Solving D'Inverno Ch 19 Problem 19.5

[TerryW]

Has anyone worked all the way through D'Inverno Chapter 19 Problem 19.5?

I've had a good thrash at it - it is quite a bit of work, but I haven't been able to get to a satisfactory conclusion. I've worked out all the components of g_ab and J_ab (for the cartesian frame) but when when I work through the transformations into the spherical co-ordinates, I get the correct answers for g'₀₀, g'₀₂, g'₀₃, g'₁₂, g'₂₂, g'₂₃ and g'₃₃. The results for g'₁₀, g'₁₁, g'₁₃ just will not come out with results that let me work through to the end of the problem successfully. The result for g'₁₂ is fine and for this I used all the components of g'_ab and J_ab (except for g₀₀) which is trivial.

In the case of g'₁₀, my result has a divisor of (r²+a²), but I've worked through two different ways to find that the answer probably ought to have a divisor of Δ. I just cannot see where this can come from given the values for g_ab and J_ab.

Any ideas anyone?


Regards

TerryW

 

[elfmotat]

Would you mind posting the problem?

 

[TerryW]

Hi Elfmotat,

I've a pdf with the relevant information from pages 251 and 252 of D'Inverno.
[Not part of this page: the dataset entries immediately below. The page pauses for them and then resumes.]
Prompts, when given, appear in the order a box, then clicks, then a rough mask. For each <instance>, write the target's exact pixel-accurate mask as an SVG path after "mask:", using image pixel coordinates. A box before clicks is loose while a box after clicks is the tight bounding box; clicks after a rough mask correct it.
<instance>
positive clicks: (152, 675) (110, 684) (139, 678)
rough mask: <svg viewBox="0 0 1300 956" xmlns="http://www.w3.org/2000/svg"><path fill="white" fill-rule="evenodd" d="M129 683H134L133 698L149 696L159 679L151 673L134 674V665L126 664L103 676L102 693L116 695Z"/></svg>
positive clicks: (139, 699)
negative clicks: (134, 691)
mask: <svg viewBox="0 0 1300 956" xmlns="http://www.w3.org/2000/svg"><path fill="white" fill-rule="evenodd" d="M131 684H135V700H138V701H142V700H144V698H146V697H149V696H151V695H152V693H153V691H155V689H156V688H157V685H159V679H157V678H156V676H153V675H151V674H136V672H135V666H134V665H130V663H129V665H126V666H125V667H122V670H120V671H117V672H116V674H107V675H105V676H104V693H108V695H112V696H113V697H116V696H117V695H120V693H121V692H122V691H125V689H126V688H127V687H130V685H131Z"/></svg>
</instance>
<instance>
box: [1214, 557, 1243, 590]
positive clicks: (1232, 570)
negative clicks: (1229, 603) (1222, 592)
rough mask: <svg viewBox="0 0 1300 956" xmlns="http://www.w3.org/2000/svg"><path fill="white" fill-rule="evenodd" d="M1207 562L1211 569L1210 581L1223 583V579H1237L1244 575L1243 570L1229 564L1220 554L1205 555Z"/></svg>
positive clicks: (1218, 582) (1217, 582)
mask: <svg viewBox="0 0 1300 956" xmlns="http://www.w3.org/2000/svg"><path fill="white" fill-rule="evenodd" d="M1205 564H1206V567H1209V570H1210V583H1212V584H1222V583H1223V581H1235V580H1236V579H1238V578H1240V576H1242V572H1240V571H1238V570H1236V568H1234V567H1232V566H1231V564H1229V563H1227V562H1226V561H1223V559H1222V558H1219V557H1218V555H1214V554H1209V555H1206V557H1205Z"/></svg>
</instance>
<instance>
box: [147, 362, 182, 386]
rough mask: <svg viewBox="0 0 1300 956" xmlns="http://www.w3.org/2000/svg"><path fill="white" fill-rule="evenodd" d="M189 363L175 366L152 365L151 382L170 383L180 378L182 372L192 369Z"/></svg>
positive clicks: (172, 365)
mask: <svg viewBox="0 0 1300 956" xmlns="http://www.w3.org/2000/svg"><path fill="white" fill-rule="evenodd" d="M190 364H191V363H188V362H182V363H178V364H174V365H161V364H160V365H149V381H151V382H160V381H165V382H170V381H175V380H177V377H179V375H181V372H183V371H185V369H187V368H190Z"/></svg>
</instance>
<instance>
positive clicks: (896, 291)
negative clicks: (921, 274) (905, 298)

The problem is as follows:

Apply the transformation (19.29) to (19.28) and then the transformation (19.24) to the result, to obtain the form (19.27).

Clearly the answer to part 1 is going to be something like (19.22). I used this idea to 'reverse engineer' g'₀₁ leaving me with two expressions which were the same apart from a term which is r² + a² when I do the transformation and Δ (as defined by(19.26) when I do the 'reverse engineer'.

I'm going to see what happens if I replace r² + a² with Δ in (19.28), Maybe you can spot what is going wrong.

Regards


TerryW